Deep inside Waterville Senior High School, in a place dubbed "The Cage," Ian Wilson brings his team to a warm, sunny beach. The athletes lie down on the cool, hard cement. The white lights are dimmed.

Shhh ...

"What better place than the beach," Wilson says. "The breeze off the ocean, the crash of the surf on the shore. It's relaxing."

Wilson, the coach-turned-psychologist, instructs his athletes to focus. First on their toes, then their feet.

"You'd feel this warmth come over your body, and yet you were on a cold basement floor," remembers Troy Irvine, a 2001 Waterville Senior High School graduate and one of best athletes to ever come out of the track and field program.
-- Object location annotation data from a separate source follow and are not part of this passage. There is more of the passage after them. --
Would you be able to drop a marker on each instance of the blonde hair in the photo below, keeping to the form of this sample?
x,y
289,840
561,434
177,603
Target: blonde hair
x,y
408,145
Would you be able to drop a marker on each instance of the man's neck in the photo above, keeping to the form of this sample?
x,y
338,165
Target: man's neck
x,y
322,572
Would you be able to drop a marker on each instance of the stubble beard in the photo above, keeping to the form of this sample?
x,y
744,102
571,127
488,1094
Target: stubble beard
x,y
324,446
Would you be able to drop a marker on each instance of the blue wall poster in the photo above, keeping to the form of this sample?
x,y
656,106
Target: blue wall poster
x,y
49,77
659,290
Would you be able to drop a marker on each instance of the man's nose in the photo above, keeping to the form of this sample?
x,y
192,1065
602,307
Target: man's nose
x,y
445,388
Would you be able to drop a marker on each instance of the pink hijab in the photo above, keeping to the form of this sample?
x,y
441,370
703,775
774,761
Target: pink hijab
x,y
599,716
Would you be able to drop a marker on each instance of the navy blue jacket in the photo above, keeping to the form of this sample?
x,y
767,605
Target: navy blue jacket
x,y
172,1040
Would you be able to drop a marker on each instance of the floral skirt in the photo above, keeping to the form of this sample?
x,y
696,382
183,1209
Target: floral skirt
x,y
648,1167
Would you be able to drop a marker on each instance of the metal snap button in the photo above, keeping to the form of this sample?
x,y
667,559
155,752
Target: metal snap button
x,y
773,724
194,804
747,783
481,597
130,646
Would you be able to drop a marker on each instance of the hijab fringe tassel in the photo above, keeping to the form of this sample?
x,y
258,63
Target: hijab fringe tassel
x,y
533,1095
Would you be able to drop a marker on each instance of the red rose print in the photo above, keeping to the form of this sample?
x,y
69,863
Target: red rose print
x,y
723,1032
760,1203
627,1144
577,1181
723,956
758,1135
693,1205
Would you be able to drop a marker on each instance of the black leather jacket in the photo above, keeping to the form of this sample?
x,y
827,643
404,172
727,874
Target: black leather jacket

"I remember feeling nothingness. Finally, you were floating on air. To this day I've never experienced anything like that before in my life. I loved The Cage."

Outside, on the track or soccer field, Wilson pushes his athletes to do more, to become better. He implores them to find that extra dab of energy, even when the proverbial tank is sucked dry. Wilson, the coach-turned-rabid animal, then hollers, barks out words of encouragement and hollers some more.

"He's yelling at you with good intentions," said former Waterville track star Lauren Tebbetts, who graduated in 2002 before competing at the University of New Hampshire.

"That's what pushed me the most. He's yelling for you, and only for you. It makes you feel special. He's very intense. His yelling can be seen as him being mean, but he pushes you to go faster. It's hard not to run faster when he's yelling at you, and you alone."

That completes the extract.